Consolés par cette apparence de logique, nous nous dirigeons vers les portes capitonnées, où de grands panneaux portent les noms des affaires du matin. Hélas ! après des recherches infructueuses sur les pages, sous les pages (parce qu’ils en cachent dessous) il n’y a rien. Un vrai rienissime, quantité de noms arabes qui ont des démêlés avec des procureurs divers, mais rien qui ressemble à notre camarade avec son procureur à lui, celui qui lui en veut personnellement, qui le poursuit d’une haine vatinienne et veut à toute force le mettre en prison préventive pour avoir déposé – somme toute avec une relative délicatesse – de la crème à raser sur les joues douteuses du curé Bergueurre.

Retour vers le bureau de l’obersturmgreffière de la 3e chambre.

    -  Ah mais alors c’est pas chez nous. C’est à la 3e chambre de la cour d’appel de l’instruction.
    - Ah ? « de l’instruction » ?
    - Oui, la 3
    e chambre de la cour d’appel « de l’instruction »
    - Et où est-ce la 3
    e chambre de la cour d’appel « de l’instruction » ?
    - Alors, pour aller à la 3
    e chambre de la cour d’appel « de l’instruction » c’est simple…

Elle nous entraîne vers l’escalier, nous montre la droite et nous dit : « vous allez à gauche, tout au bout du couloir, au fond ».

Redescendre, bout du couloir, là un autre couloir à angle droit. C’est le point A.

Au bout du point A, quelques avocats attendent, pas très disposés à renseigner le commun des mortels semble-t-il. Il y a bien une 3e chambre, mais les grandes portes sont fermées. Retour, vérification sur les indications portées au mur, re-retour. Finalement c’est là ! sommes-nous bêtes ! la 3e chambre de la cour d’appel « de l’instruction » siège dans la salle de la neuvième.
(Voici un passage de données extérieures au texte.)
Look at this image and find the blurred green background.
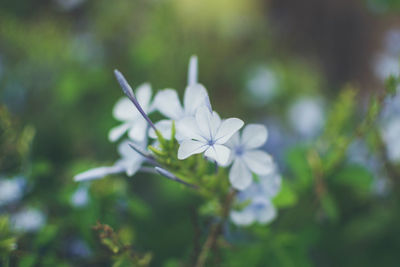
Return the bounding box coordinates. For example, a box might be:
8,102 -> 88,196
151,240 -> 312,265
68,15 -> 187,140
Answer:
1,0 -> 400,266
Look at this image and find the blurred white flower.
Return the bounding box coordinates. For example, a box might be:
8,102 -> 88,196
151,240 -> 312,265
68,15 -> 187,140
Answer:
74,139 -> 146,181
177,106 -> 243,166
0,177 -> 26,206
231,197 -> 276,226
246,66 -> 279,105
70,186 -> 89,207
55,0 -> 85,11
68,239 -> 92,258
152,56 -> 211,140
384,29 -> 400,55
374,53 -> 400,81
12,208 -> 46,232
289,97 -> 324,138
226,124 -> 274,190
109,83 -> 154,142
230,172 -> 281,226
381,117 -> 400,163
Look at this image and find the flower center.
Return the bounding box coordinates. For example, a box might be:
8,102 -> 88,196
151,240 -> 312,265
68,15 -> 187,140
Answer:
235,145 -> 245,156
207,139 -> 216,146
On voit trois magistrats par un hublot de la porte, en soulevant la feuille collée qui indique que c'est la troisième chambre qui siège là.

Une grande métis (déjà à l’accueil il nous avait semblé que la politique de recrutement pour le postes subalternes était assez orientée) nous toise avec un sourire professionnel et carnassier. Nous voudrions assister, oui, cette affaire là, oui, non, ce n’est pas nous qu’on juge…
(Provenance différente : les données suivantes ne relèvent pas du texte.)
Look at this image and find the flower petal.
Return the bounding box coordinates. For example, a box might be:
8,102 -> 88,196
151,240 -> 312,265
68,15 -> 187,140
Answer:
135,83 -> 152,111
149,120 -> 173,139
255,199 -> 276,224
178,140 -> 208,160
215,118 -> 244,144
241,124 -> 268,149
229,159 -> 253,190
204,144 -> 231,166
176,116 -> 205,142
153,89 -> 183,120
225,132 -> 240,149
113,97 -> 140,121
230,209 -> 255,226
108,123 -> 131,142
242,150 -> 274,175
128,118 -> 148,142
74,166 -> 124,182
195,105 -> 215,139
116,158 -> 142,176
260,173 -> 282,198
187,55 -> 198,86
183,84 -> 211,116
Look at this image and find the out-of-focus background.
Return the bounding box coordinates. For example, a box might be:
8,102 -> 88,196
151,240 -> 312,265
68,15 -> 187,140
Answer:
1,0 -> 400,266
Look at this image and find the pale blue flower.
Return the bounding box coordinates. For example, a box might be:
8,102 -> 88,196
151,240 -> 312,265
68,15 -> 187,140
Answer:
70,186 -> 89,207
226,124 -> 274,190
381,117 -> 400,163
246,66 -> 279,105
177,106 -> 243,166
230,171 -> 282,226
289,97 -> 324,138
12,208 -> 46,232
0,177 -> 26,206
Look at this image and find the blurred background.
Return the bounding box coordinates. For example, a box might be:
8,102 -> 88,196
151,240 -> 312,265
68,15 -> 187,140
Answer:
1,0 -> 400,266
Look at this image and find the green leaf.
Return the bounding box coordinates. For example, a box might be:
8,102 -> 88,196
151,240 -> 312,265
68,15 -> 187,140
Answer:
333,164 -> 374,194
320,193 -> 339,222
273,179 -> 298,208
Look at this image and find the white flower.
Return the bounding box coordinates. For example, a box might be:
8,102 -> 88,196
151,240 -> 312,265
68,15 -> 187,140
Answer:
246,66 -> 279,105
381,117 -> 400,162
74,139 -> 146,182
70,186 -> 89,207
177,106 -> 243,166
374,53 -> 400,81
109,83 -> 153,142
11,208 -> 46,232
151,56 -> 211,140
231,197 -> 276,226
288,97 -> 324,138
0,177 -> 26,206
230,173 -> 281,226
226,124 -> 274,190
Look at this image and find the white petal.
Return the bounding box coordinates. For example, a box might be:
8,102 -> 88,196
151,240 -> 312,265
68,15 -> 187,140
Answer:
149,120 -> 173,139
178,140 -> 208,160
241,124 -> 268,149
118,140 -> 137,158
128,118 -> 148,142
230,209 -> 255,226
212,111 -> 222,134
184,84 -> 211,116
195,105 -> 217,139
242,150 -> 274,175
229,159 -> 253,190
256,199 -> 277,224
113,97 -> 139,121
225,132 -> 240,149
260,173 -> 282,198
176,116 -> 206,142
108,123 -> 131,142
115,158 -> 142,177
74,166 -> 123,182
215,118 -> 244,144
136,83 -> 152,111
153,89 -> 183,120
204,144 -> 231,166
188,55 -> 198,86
    - Je ne sais pas si c’est possible. Je vais demander.

Il me semblait pourtant que la publicité des débats était une règle. Non. On peut décider si un homme va être mis en prison ou pas entre quatre murs, sans public, au fond d’un couloir où la troisième chambre siège dans les locaux de la neuvième, camouflée façon « de l’instruction » pour mieux dépister les curieux. Faisons justice à la confiance de notre pays. Bref, on nous dit qu’il est hors de question que nous rentrions dans la salle.
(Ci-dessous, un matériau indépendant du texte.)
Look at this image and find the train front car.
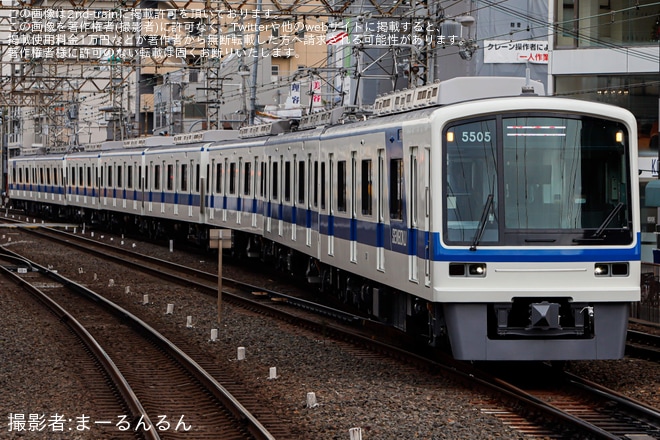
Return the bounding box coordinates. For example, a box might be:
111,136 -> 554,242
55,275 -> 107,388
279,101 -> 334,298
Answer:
433,97 -> 640,361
Notre camarade est là, avec son avocate. Pendant qu’il passe, nous nous éloignons, pour admirer le superbe sas d’accès en faux marbre gris et vrais tubes inox qui a été mis comme une verrue sur les pierres du Palais. A peine avions nous devisé sur la décadence de l’architecture d’intérieur des Palais de Justice depuis l’époque du président de Harlay que voilà notre ami qui ressort. Expédié, cuiller à pot et bâclage judiciaire, le tout a pris à peine cinq minutes. L’avocate est un peu inquiète, elle va consulter un de ses collègues plus âgés qui fume un barreau de chaise en portant haut sa légion d’honneur sur sa robe. Elle en revient un peu plus confiante. La décision ? Il faut attendre. Jusqu’à quand ? on ne sait pas, ça peut être à midi comme à 19 heures. Attendre où ? là, ici, dans le couloir. Sommes nous bêtes, il y a des bancs pour ça !

Café rapide pris à l’extérieur du Palais, nous retrouvons notre camarade qui attend dans le couloir. Nous passons environ une heure à parler avec lui pour dissiper un peu son angoisse légitime, et nous apprenons que le principal artisan de la plainte est un petit homme replet et barbu que nous avions vu à Saint Denis, un certain Bernard Weber, qui se proclame président d’une effarante association interreligieuse de Seine-Saint-Denis. Enfin, la même introductrice vient chercher notre camarade, sa liste glorieusement cochée en main, la décision va lui être communiquée.

Il ressort libre, du moins son contrôle judiciaire n’est pas aggravé en prison préventive.

Il reste au moins trois juges en France qui ne sont ni des traîtres ni des vendus. Trois si l’on est optimiste. Sinon il faut réduire à deux.